Apart from the above, it is also important to look at accountability and ask whether the people tasked to provide Singapore with a pipeline for medals at major Games have succeeded in their roles. 

Accountability also means having to seek answers from the many National Sports Associations who receive government funds annually, some up to 80% or more of their annual budgets.

While the Government has put together a project to kickstart Singapore’s football fortunes, perhaps it also needs to look at another Project 0812-type programme to work on a path towards sustained Olympic success, aside from reliance on foreign sports talents and a once in a lifetime talent, like Schooling.

Small countries, which are financially well off, have proven that size doesn’t really matter.

New Zealand with a population of five million won 20 medals in total at Tokyo 2020, its greatest ever return.

Norway, with a population of about 5.3 million, picked up eight Olympic medals, including four gold medals. 

Closer to home, Hong Kong had six Olympic medals to its name.
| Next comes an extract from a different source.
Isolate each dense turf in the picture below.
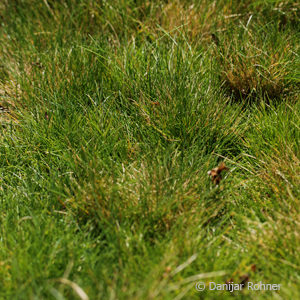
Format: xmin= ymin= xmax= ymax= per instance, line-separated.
xmin=0 ymin=1 xmax=299 ymax=299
It is quite clear that Singapore’s strategy for sporting success has not been churning out the kind of success it was set out to, and there needs to be a full blown review of the current state of sports in Singapore, and accountability for the failures.

Photo: Edwin Tong / Facebook

Which is why apart from football’s Unleash the Roar project, Edwin Tong may well need to study where it all seems to be going wrong (or has gone wrong) for Singapore sports excellence.